Please suggest cheap and simple:
1). Line driver solution to convert +3.3V CMOS signal into an unbalanced AES3 signal to drive 75 Ohm coax cable
2). Line receiver solution to convert unbalanced AES3 signal from 75 Ohm coax cable into a +3.3V CMOS signal.

 

[peufeu]

> Line driver solution to convert +3.3V CMOS signal into
> an unbalanced AES3 signal to drive 75 Ohm coax cable

A resistor. If you're feeling particularly generous you can add a 74HC gate.

> Line receiver solution to convert unbalanced AES3 signal from 75 Ohm
> coax cable into a +3.3V CMOS signal.

None, since SPDIF receivers usually do not need external receivers.

BTW, if you control both ends, why the hell would you use an unbalanced connection ?

 

[VSN]

> Line driver solution to convert +3.3V CMOS signal into
> an unbalanced AES3 signal to drive 75 Ohm coax cable

A resistor. If you're feeling particularly generous you can add a 74HC gate.

Will it be OK to drive 75 Ohm coax cable about 1000 meters long?

> Line receiver solution to convert unbalanced AES3 signal from 75 Ohm coax cable into a +3.3V CMOS signal.

None, since SPDIF receivers usually do not need external receivers.
/QUOTE]
In my case I dont yet have any receiver - just +3.3V LVCMOS input of a FPGA.
With direct connection it will not detect unbalanced AES3.

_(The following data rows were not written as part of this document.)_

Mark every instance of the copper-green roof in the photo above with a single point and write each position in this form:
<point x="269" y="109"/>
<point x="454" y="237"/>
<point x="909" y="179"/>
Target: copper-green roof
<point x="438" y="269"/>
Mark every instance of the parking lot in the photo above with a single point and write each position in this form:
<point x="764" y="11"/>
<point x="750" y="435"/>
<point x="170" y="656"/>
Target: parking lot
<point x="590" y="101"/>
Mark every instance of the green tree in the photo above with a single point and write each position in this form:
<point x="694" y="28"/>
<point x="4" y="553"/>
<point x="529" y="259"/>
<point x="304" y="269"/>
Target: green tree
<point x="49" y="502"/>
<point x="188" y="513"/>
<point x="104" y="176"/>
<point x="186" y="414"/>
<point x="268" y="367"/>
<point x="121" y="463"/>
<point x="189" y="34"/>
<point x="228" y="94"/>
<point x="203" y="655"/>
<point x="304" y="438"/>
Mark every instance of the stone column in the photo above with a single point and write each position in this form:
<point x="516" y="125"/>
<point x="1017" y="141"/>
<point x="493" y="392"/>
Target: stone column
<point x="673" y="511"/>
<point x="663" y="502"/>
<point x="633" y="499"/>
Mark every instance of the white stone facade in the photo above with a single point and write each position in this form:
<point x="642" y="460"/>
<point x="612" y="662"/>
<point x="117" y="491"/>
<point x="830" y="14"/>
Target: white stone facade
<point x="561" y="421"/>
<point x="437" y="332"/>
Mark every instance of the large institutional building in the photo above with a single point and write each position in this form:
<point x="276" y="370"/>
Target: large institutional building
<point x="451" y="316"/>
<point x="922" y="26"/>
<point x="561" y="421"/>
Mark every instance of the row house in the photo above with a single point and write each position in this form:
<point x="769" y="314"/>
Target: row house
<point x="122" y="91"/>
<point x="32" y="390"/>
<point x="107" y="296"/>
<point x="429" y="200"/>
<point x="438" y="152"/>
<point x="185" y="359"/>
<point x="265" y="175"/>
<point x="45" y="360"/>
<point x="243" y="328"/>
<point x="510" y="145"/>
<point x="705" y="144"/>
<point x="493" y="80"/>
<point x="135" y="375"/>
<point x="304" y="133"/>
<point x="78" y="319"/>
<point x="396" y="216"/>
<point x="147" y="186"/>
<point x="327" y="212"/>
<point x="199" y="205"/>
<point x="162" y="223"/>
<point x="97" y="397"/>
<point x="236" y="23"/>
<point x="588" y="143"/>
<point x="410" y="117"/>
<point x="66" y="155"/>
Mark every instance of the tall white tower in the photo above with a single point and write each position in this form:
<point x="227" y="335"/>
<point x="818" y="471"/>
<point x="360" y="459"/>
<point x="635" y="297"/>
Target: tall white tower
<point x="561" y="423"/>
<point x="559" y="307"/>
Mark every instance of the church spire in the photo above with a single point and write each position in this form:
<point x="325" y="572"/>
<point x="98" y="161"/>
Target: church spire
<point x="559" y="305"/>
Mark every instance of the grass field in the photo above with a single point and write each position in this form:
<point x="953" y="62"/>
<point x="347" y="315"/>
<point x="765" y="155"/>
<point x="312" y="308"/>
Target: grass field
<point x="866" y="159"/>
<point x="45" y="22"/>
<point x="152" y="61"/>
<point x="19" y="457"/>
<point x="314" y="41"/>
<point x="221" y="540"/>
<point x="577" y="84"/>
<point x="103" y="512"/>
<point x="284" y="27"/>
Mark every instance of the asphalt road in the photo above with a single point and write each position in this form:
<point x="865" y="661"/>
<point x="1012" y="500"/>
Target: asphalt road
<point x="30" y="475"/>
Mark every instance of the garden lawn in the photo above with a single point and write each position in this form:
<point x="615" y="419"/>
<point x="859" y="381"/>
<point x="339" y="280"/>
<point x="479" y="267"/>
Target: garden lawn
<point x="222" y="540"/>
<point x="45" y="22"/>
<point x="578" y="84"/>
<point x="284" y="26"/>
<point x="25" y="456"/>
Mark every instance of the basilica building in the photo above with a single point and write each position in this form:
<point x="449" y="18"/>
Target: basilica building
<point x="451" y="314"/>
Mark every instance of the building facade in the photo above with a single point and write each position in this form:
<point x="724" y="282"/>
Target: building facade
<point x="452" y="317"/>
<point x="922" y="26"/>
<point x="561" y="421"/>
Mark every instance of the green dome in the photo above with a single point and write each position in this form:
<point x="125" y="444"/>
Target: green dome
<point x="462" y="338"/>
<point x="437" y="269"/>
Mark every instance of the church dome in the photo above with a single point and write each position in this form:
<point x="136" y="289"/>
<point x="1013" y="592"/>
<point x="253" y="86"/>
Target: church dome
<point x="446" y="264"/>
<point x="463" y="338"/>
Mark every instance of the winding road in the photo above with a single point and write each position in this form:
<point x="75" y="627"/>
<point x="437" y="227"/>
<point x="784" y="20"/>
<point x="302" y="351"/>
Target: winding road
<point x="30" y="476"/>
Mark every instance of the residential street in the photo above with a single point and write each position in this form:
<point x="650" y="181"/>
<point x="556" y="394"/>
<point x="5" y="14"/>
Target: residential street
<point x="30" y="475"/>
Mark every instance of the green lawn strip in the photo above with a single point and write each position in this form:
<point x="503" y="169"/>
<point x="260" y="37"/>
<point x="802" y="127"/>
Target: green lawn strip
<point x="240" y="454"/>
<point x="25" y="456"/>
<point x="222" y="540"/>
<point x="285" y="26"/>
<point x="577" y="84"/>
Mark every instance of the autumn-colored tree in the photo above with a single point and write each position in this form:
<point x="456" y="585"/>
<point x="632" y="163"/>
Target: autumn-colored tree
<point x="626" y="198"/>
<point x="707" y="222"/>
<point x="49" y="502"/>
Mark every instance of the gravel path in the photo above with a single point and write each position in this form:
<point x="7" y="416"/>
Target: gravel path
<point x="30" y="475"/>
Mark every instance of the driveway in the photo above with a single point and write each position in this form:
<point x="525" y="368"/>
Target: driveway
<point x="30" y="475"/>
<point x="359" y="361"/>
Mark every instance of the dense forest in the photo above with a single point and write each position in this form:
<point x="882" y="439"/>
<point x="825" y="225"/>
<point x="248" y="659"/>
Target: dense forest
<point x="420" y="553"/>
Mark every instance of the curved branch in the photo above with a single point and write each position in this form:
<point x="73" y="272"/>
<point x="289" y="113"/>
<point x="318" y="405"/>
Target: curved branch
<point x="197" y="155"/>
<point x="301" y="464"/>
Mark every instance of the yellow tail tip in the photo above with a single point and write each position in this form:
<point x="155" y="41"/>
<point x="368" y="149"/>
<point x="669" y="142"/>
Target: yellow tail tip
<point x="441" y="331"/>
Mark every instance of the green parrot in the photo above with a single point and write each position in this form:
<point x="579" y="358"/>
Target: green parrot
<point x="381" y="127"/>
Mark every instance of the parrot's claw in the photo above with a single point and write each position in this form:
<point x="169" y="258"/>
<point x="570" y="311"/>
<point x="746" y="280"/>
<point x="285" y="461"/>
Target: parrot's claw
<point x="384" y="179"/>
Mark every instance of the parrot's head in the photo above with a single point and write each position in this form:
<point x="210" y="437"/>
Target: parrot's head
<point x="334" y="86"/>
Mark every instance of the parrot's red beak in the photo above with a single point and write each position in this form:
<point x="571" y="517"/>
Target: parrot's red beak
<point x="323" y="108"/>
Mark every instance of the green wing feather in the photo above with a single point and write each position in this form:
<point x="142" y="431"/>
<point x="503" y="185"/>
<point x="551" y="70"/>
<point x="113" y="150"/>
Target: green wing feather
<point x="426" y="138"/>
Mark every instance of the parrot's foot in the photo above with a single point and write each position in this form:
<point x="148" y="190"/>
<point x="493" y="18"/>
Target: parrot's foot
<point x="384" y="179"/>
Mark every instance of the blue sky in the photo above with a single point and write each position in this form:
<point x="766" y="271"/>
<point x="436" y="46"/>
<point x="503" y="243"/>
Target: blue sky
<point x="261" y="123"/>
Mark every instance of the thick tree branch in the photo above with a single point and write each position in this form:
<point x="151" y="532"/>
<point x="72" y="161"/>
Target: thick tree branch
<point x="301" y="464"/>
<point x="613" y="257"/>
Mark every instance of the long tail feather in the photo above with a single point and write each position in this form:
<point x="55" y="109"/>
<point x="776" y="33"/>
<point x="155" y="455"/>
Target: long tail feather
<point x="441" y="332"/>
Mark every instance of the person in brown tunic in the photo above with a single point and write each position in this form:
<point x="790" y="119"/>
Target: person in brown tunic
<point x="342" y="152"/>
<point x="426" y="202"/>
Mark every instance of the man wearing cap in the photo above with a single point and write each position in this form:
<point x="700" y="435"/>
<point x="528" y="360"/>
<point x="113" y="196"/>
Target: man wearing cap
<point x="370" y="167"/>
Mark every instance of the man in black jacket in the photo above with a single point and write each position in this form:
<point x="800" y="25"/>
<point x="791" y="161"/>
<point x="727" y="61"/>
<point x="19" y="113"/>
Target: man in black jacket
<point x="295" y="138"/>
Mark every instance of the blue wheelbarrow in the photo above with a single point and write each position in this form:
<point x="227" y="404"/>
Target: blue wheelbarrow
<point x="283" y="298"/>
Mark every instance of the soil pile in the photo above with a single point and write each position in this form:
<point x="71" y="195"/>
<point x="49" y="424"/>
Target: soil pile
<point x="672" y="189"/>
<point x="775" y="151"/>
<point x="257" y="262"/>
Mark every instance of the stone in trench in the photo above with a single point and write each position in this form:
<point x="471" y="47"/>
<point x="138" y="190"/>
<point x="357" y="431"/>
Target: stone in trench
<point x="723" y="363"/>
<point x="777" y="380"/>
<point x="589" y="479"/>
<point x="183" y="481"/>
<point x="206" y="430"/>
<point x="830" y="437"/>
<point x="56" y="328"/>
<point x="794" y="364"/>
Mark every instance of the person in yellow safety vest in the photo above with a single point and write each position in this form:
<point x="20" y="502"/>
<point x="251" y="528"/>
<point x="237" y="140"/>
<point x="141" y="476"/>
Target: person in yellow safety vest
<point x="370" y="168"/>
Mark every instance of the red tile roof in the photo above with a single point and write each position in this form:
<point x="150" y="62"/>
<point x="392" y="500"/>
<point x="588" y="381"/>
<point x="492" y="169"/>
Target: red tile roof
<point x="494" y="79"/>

BTW, if you control both ends, why the hell would you use an unbalanced connection ?

The reasons are:
1). I dont control both ends, the solution I am asking for must work with any equipment.
2). Unbalanced AES3 can drive 1000 meters of 75 Ohm coax cable, while balanced AES3 can drive much shorter length ( ~ 100 m ) of more expensive cable ( STP ).

I already have a solution for balanced AES3: Differential CMOS Line Driver and Receiver Pair DS89C21 from TI.
It is based on RS-422, so there is nothing to invent.
Please advise if I could use DS89C21 also for unbalanced AES3?